Search code examples
collectionsfunctional-programmingprogramming-languagesfunctorlanguage-design

Treating single and multiple elements the same way ("transparent" map operator)


I'm working on a programming language that is supposed to be easy, intuitive, and succinct (yeah, I know, I'm the first person to ever come up with that goal ;-) ). One of the features that I am considering for simplifying the use of container types is to make the methods of the container's element type available on the container type itself, basically as a shortcut for invoking a map(...) method. The idea is that working with many elements should not be different from working with a single element: I can apply add(5) to a single number or to a whole list of numbers, and I shouldn't have to write slightly different code for the "one" versus the "many" scenario.

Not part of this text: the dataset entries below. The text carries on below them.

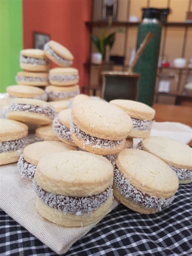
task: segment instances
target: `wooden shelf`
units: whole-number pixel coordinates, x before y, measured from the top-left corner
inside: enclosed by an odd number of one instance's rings
[[[130,22],[129,21],[113,21],[112,24],[112,27],[134,27],[139,25],[140,22]],[[93,21],[85,22],[86,26],[91,28],[93,27],[102,28],[107,27],[108,22],[104,21]],[[192,27],[192,22],[167,22],[163,24],[162,26],[165,27],[181,27],[185,28],[186,27]]]
[[[103,62],[102,64],[96,64],[95,63],[92,63],[91,62],[85,62],[84,63],[84,65],[85,66],[101,66],[102,65],[102,66],[105,66],[105,65],[112,65],[113,66],[119,66],[119,67],[121,67],[121,66],[123,67],[123,68],[128,68],[129,66],[128,65],[117,65],[115,64],[111,63],[111,62],[107,62],[107,63]],[[175,67],[169,67],[169,68],[163,68],[162,67],[161,67],[160,68],[158,68],[159,69],[162,69],[162,70],[163,69],[164,70],[188,70],[189,68],[188,68],[188,67],[182,68],[176,68]],[[192,70],[192,68],[190,68],[190,69]]]

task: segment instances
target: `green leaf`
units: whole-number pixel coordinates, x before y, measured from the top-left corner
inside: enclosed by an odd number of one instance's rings
[[[100,39],[99,38],[98,36],[93,34],[91,35],[91,38],[96,47],[100,52],[101,52],[100,47]]]

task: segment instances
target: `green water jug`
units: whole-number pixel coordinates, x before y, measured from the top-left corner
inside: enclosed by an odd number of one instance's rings
[[[153,105],[156,75],[159,57],[161,26],[160,23],[161,11],[156,8],[143,8],[143,20],[139,26],[137,49],[148,32],[154,36],[141,55],[134,69],[141,74],[138,83],[137,100]]]

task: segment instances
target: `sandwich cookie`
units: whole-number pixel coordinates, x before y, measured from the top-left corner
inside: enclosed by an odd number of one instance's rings
[[[49,80],[53,85],[73,85],[79,83],[79,72],[73,68],[53,68],[49,71]]]
[[[52,122],[55,112],[47,102],[32,99],[11,100],[9,107],[7,118],[34,125],[43,125]]]
[[[49,100],[69,100],[79,93],[79,86],[76,85],[71,86],[47,86],[45,92],[48,95]]]
[[[59,225],[93,223],[108,213],[113,177],[112,165],[101,156],[69,151],[44,156],[33,182],[37,210]]]
[[[66,151],[76,150],[76,148],[61,141],[45,141],[35,142],[27,146],[17,163],[18,171],[22,176],[33,179],[37,165],[44,156]]]
[[[47,100],[47,94],[38,87],[26,85],[11,85],[6,88],[6,91],[11,98],[25,98],[36,99],[43,101]]]
[[[72,146],[76,146],[71,138],[70,132],[70,119],[71,109],[65,109],[55,117],[53,128],[58,138],[62,141]]]
[[[69,100],[63,100],[49,101],[49,103],[55,108],[55,110],[56,112],[59,113],[62,110],[68,109],[69,105]]]
[[[51,124],[45,125],[36,129],[34,140],[36,142],[43,141],[60,141],[55,133]]]
[[[16,77],[18,84],[33,86],[46,86],[49,84],[47,73],[18,72]]]
[[[178,178],[155,156],[143,150],[124,149],[119,154],[113,167],[113,194],[133,211],[156,213],[174,200]]]
[[[28,127],[13,120],[0,119],[0,165],[17,162],[26,143]]]
[[[154,155],[168,164],[180,184],[192,182],[192,149],[189,146],[164,137],[152,136],[142,140],[140,149]]]
[[[21,68],[29,71],[46,71],[49,69],[49,61],[42,50],[25,49],[21,51]]]
[[[91,100],[91,98],[89,96],[88,96],[88,95],[82,94],[79,94],[70,100],[69,107],[71,108],[73,108],[73,107],[77,104],[83,103],[83,102],[85,102],[85,101],[90,100]]]
[[[124,110],[131,118],[133,128],[129,137],[146,138],[149,137],[155,111],[147,105],[128,100],[113,100],[110,104]]]
[[[44,52],[48,59],[61,67],[67,67],[73,64],[74,58],[66,48],[51,40],[44,46]]]
[[[80,148],[98,155],[113,155],[122,150],[132,129],[130,117],[112,104],[90,100],[74,106],[70,131]]]

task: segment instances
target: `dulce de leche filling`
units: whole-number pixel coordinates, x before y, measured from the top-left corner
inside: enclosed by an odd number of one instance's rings
[[[97,148],[110,149],[112,147],[118,148],[124,143],[123,140],[112,141],[91,136],[79,129],[72,120],[71,120],[70,130],[83,141],[85,146],[92,145],[94,147]]]
[[[150,130],[152,121],[147,120],[141,120],[131,117],[133,124],[133,129],[139,130],[147,131]]]
[[[58,120],[57,117],[56,117],[54,119],[53,123],[53,128],[59,137],[67,141],[73,141],[69,129],[62,124]]]
[[[104,204],[112,194],[111,186],[97,195],[79,197],[58,195],[46,191],[34,179],[33,186],[37,196],[44,204],[68,214],[76,215],[91,213]]]
[[[141,146],[141,142],[138,143],[137,145],[137,149],[143,150]],[[171,164],[169,164],[169,166],[177,174],[179,179],[192,179],[192,171],[188,170],[187,169],[178,168],[178,167],[174,167]]]
[[[34,178],[36,166],[26,161],[23,155],[21,156],[17,162],[18,170],[21,176],[25,176],[31,180]]]
[[[55,115],[53,108],[47,106],[34,106],[29,104],[11,103],[9,107],[9,111],[23,111],[41,114],[52,119]]]
[[[45,45],[44,50],[45,50],[49,54],[50,54],[50,55],[55,59],[57,61],[61,63],[61,64],[62,64],[63,66],[68,66],[73,64],[72,60],[67,60],[60,56],[59,56],[59,55],[50,47],[48,45],[48,43]]]
[[[140,204],[145,208],[158,209],[159,211],[162,208],[169,206],[174,199],[174,196],[165,199],[158,198],[156,196],[150,196],[144,192],[138,190],[132,186],[121,173],[117,167],[116,163],[113,164],[113,184],[115,188],[126,198],[132,200],[134,202]],[[145,184],[142,184],[143,186]]]
[[[31,57],[27,57],[23,55],[20,55],[20,62],[25,64],[32,64],[33,66],[37,65],[48,65],[48,60],[45,58],[34,58]]]

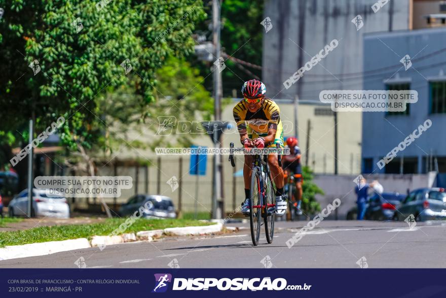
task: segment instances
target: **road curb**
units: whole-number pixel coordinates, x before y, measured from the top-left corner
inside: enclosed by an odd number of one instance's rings
[[[165,228],[164,233],[166,235],[175,236],[186,235],[200,235],[210,233],[219,232],[223,228],[221,223],[201,226],[185,226],[184,227],[169,227]]]
[[[91,246],[87,238],[30,243],[23,245],[13,245],[0,248],[0,259],[7,260],[45,255],[61,251],[82,249],[89,247],[91,247]]]

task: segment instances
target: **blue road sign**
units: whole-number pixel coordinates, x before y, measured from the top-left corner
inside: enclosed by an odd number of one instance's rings
[[[199,146],[193,145],[191,148],[198,148]],[[205,149],[207,147],[200,146],[200,148]],[[207,154],[193,154],[191,155],[189,174],[201,176],[205,175],[207,162]]]

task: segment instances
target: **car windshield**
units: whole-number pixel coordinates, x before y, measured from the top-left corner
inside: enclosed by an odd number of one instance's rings
[[[431,200],[442,201],[444,197],[446,197],[446,192],[441,192],[436,190],[432,190],[429,192],[429,198]]]
[[[399,202],[401,202],[406,197],[405,195],[394,193],[383,193],[382,196],[384,201],[398,201]]]
[[[172,201],[168,200],[161,200],[157,201],[154,198],[151,198],[150,201],[153,203],[154,208],[156,209],[161,209],[162,210],[167,210],[169,207],[173,207],[173,204]],[[170,208],[171,209],[172,208]]]

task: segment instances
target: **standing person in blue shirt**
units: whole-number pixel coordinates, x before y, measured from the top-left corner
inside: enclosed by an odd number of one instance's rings
[[[356,201],[356,204],[358,205],[357,218],[358,220],[362,220],[364,219],[367,201],[368,200],[368,190],[369,188],[373,188],[374,185],[374,182],[369,184],[367,183],[365,178],[363,178],[360,180],[359,184],[355,187],[355,192],[358,196],[358,199]]]

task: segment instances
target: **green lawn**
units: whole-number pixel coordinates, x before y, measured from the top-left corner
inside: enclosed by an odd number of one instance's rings
[[[19,218],[17,217],[0,217],[0,227],[6,226],[8,223],[11,222],[19,222],[23,220],[23,218]]]
[[[71,224],[41,226],[11,232],[0,232],[0,247],[28,243],[57,241],[86,238],[95,235],[108,235],[126,221],[125,218],[109,218],[104,222],[89,224]],[[138,219],[125,230],[125,233],[167,227],[208,225],[213,223],[191,219]]]
[[[184,219],[195,219],[195,212],[184,212],[182,217]],[[197,219],[210,219],[211,214],[209,212],[197,212]]]

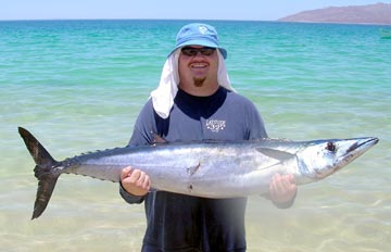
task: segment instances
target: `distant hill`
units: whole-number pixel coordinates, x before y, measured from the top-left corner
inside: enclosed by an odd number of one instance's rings
[[[391,24],[391,3],[376,3],[354,7],[329,7],[303,11],[278,21],[349,23],[349,24]]]

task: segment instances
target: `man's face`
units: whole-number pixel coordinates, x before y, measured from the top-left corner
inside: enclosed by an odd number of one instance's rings
[[[204,87],[217,84],[217,49],[202,46],[187,46],[179,55],[179,78],[181,85]]]

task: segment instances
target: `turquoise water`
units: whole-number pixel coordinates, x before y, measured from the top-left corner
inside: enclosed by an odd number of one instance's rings
[[[62,160],[126,144],[187,21],[0,22],[0,248],[139,251],[142,205],[117,185],[64,175],[30,222],[37,182],[17,134],[26,127]],[[293,207],[252,197],[249,251],[391,250],[391,41],[380,26],[209,22],[228,50],[235,88],[272,137],[375,136],[338,174],[299,190]]]

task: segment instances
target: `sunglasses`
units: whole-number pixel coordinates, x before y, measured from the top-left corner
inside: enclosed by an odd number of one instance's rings
[[[202,48],[192,48],[192,47],[184,47],[181,52],[187,56],[195,56],[199,52],[201,52],[204,56],[210,56],[216,51],[216,48],[202,47]]]

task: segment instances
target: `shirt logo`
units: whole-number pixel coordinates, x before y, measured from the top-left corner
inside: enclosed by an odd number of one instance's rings
[[[220,119],[206,119],[206,128],[212,133],[218,133],[219,130],[225,129],[226,121]]]

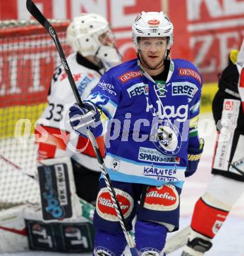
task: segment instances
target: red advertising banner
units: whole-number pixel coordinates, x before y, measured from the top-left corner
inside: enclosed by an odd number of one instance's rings
[[[230,51],[241,45],[244,1],[171,0],[169,5],[175,28],[173,56],[193,60],[203,82],[216,81]]]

For example (Java pseudo-code):

import static java.math.BigInteger.*; // ZERO, ONE, ...
...
// NOTE: BigInteger has an add(BigInteger) method
Stream<BigInteger> numbers = Stream.of(ZERO, ONE, TWO, TEN);
Stream<BigInteger> one2Three11 = numbers.add(ONE); // = 1, 2, 3, 11
// this would be equivalent to:  numbers.map(ONE::add)

As far as I can tell, the concept would not only apply to "container" types (streams, lists, sets...), but more generally to all functor-like types that have a map method (e.g., optionals, state monads, etc.). The implementation approach would probably be more along the lines of syntactic sugar offered by the compiler rather than by manipulating the actual types (Stream<BigInteger> obviously does not extend BigInteger, and even if it did the "map-add" method would have to return a Stream<BigInteger> instead of an Integer, which would be incompatible with most languages' inheritance rules).

I have two questions regarding such a proposed feature:

(1) What are the known caveats with offering such a feature? Method name collisions between the container type and the element type are one problem that comes to mind (e.g., when I call add on a List<BigInteger> do I want to add an element to the list or do I want to add a number to all elements of the list? The argument type should clarify this, but it's something that could get tricky)

(2) Are there any existing languages that offer such a feature, and if so, how is this implemented under the hood? I did some research, and while pretty much every modern language has something like a map operator, I could not find any languages where the one-versus-many distinction would be completely transparent (which leads me to believe that there is some technical difficulty that I'm overlooking here)

NOTE: I am looking at this in a purely functional context that does not support mutable data (not sure if that matters for answering these questions)


Solution

  • Do you come from an object-oriented background? That's my guess because you're thinking of map as a method belonging to each different "type" as opposed to thinking about various things that are of the type functor.

    Compare how TypeScript would handle this if map were a property of each individual functor:

    declare someOption: Option<number>
    someOption.map(val => val * 2) // Option<number>
    
    declare someEither: Either<string, number>
    someEither.map(val => val * 2) // Either<string,number>
    someEither.mapLeft(string => 'ERROR') // Either<'ERROR', number>
    

    You could also create a constant representing each individual functor instance (option, array, identity, either, async/Promise/Task, etc.), where these constants have map as a method. Then have a standalone map method that takes one of those "functor constant"s, the mapping function, and the starting value, and returns the new wrapped value:

    const option: Functor = {
      map: <A, B>(f: (a:A) => B) => (o:Option<A>) => Option<B>
    }
    declare const someOption: Option<number>
    map(option)(val => val * 2)(someOption) // Option<number>
    
    declare const either: Functor = {
      map: <E, A, B>(f: (a:A) => B) => (e:Either<E, A>) => Either<E, B>
    }
    declare const either: Either<string,number>
    map(either)(val => val * 2)(someEither)
    

    Essentially, you have a functor "map" that uses the first parameter to identify which type you're going to be mapping, and then you pass in the data and the mapping function.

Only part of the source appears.